Historian of coffee, empire, science, and the environment

Raymond M. Hyser III

Postdoctoral Fellow, Program in British, Irish, and Empire Studies, University of Texas at Austin

Portrait of Raymond M. Hyser III

Raymond M. Hyser III is a historian of the life sciences working at the intersections of Environmental History, the History of Science, and Digital Humanities. His scholarship centers on the intimate relationships between people and plants, examining through agriculture the cultivation practices, knowledge systems, and ecological transformations that shaped empires and continue to shape our world.

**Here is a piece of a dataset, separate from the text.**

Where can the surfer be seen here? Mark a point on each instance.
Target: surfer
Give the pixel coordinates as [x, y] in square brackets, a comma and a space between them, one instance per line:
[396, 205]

He completed his Ph.D. in the History of Science, Technology, Environment, and Medicine at the University of Texas at Austin, supported by the university's Outstanding Graduate Research Fellowship. His dissertation,"Caribbean Ceylon: Coffee Landscapes, Knowledge Networks, and Environmental Transformation in the 19th-Century Global Tropics,"traces the south-to-south flow of cultivation techniques, coercive labor systems, and European concepts of tropical environments between the colonial Caribbean and Ceylon (present-day Sri Lanka). He currently holds a Postdoctoral Fellowship in the Program in British, Irish, and Empire Studies at the University of Texas at Austin.

February 1, 2026

Chapter forthcoming in Raw Capital

A chapter is forthcoming in the edited collection Raw Capital: (Un)Natural Histories of Business and the Environment (University of Pennsylvania Press).

January 15, 2026

Started a postdoctoral fellowship at University of Texas at Austin

Began a Postdoctoral Fellowship in the Program in British, Irish, and Empire Studies at the University of Texas at Austin.